As the new polymer Jane Auster £10 notes hit ATMs, the race is on to find the tenners worth a fortune.
As with when the Winston Churchill five was released last year, there are reports that some polymer £10 banknotes could be worth thousands of pounds.
In this article, we’ll explain what makes a note valuable, and how to tell if your new £10 banknote is worth holding on to.
Proceed with caution
The obvious place to start is to point out that the vast majority of notes will only be worth face value.
Only rare and south after notes will be valued higher, and even then, it’s usually not by much.
But you wouldn’t think that if you looked at various auction sites. There are no shortage of people selling supposedly “rare” and valuable” notes.
The sad truth is there's a lot of misinformation – and opportunistic sellers – out there, so you need to proceed with caution.
Pam West, founder of dealer British Notes, explained about one instance where bids on an eBay listing went to £80,000.
At the same time she had a very similar note on sale for £45.
In the end, the eBay auction winner never paid.
Andrew Pattison, a banknote specialist with auctioneers Spink & Son, warns that, if people read that a note has sold for thousands, they'll think they're getting a bargain when they see the same note for sale for hundreds of pounds.
In fact, that note could be worth little more than face value.
How to spot a valuable new £10 note
That’s not to say you won’t be able to find a valuable new £10 Austen note. Looking at confirmed sales of the new fiver, it’s clear that notes with specific serial numbers are worth more than face value.

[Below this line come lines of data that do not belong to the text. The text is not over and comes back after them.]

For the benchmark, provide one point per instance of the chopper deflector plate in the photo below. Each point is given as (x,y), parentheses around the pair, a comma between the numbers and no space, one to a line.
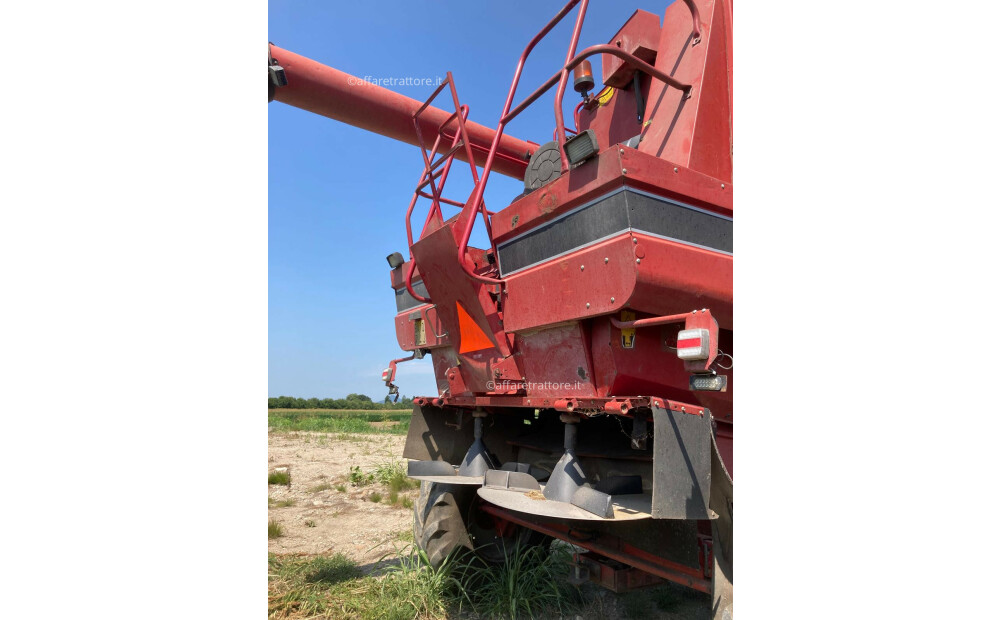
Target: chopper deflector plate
(626,507)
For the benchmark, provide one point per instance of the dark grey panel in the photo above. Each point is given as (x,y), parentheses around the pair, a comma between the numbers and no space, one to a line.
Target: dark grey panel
(647,214)
(601,219)
(682,464)
(619,212)
(405,301)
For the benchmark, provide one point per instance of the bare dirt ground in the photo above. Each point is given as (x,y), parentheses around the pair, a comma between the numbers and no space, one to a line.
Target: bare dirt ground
(346,522)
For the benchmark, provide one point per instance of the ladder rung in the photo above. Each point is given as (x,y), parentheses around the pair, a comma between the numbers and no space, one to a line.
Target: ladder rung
(453,116)
(447,155)
(431,98)
(433,176)
(447,201)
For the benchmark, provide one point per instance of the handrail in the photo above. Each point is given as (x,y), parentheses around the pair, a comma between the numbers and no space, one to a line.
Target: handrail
(477,193)
(435,207)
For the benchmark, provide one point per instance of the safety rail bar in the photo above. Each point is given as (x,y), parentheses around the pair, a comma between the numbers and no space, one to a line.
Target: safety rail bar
(572,60)
(477,192)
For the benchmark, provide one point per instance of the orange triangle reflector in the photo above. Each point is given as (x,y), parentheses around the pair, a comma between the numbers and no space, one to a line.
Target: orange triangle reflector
(472,336)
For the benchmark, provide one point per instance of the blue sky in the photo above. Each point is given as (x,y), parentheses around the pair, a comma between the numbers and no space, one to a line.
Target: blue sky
(337,195)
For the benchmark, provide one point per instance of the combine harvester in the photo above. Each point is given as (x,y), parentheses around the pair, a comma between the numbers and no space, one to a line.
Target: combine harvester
(584,359)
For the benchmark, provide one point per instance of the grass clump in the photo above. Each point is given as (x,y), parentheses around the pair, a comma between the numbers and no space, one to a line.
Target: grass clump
(279,477)
(531,584)
(358,478)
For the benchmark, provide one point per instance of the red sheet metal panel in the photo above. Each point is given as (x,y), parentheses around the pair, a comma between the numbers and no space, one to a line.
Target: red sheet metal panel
(640,36)
(693,131)
(560,290)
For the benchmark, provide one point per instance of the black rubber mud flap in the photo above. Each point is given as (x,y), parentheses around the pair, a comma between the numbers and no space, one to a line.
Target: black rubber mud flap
(682,464)
(722,538)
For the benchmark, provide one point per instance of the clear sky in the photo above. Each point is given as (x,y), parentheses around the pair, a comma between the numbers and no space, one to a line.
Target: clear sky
(337,195)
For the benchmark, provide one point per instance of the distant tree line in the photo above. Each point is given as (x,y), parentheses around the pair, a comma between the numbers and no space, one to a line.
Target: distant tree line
(353,401)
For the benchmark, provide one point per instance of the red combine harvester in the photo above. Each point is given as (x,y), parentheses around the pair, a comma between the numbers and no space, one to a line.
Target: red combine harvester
(584,359)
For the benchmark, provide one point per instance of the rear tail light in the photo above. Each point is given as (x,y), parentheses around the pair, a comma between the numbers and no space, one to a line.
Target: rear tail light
(709,383)
(693,344)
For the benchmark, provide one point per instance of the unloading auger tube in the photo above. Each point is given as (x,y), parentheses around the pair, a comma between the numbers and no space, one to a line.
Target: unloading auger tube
(584,359)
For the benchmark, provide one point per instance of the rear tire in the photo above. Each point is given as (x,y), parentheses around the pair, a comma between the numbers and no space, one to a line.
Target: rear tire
(443,517)
(438,526)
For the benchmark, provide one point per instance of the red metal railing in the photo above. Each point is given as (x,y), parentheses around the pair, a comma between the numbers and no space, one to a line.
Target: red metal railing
(433,161)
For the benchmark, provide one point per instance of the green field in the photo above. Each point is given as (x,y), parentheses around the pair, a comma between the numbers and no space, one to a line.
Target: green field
(387,422)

You can see the serial number circled in the bottom-right corner of the image below.
This number is broken into two parts, the first (which indicated the batch) is a combination of letters and numbers, and the second is a six-digit number (indicating what number it was in said batch).
Article continues below
In particular, you’re after ones with the lowest possible sequence.

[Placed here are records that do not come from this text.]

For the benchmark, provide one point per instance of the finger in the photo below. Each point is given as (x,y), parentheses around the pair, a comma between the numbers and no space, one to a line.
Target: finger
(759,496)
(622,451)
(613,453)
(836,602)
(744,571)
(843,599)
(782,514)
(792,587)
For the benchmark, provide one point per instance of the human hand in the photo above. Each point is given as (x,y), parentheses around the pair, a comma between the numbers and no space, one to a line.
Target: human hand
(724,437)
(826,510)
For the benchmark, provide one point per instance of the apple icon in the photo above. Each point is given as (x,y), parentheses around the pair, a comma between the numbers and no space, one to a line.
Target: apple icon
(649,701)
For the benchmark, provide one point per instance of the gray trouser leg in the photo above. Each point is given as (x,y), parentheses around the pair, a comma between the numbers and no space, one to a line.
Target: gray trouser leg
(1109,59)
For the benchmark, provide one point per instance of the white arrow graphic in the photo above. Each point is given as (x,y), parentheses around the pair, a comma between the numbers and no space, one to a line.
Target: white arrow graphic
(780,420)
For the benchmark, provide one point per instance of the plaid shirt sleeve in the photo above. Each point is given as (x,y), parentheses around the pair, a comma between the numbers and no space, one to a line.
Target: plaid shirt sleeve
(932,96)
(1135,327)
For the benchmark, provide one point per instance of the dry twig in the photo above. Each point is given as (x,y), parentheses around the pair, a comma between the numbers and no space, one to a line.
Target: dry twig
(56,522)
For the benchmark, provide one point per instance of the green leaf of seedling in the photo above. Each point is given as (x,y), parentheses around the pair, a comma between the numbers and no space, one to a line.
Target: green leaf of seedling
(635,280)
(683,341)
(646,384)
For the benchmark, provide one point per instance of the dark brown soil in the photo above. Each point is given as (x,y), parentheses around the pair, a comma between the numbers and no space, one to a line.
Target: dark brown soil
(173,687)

For the first part, notes beginning with AA01 will be the most sought after. Match that with a low number in the second part of the sequence and you’re likely onto a winner.
Note that it’s impossible to get the very first note (AA01 000001), as this has already been handed to the Queen.
As we explained in our “all you need to know” article, it’s possible that certain other Jane Austen notes could be worth more than face value.
For example, coin site changechecker.com speculates that the sequences ending …16 121775, and …18 071817 could prove valuable as they mark her birth and date of death respectively.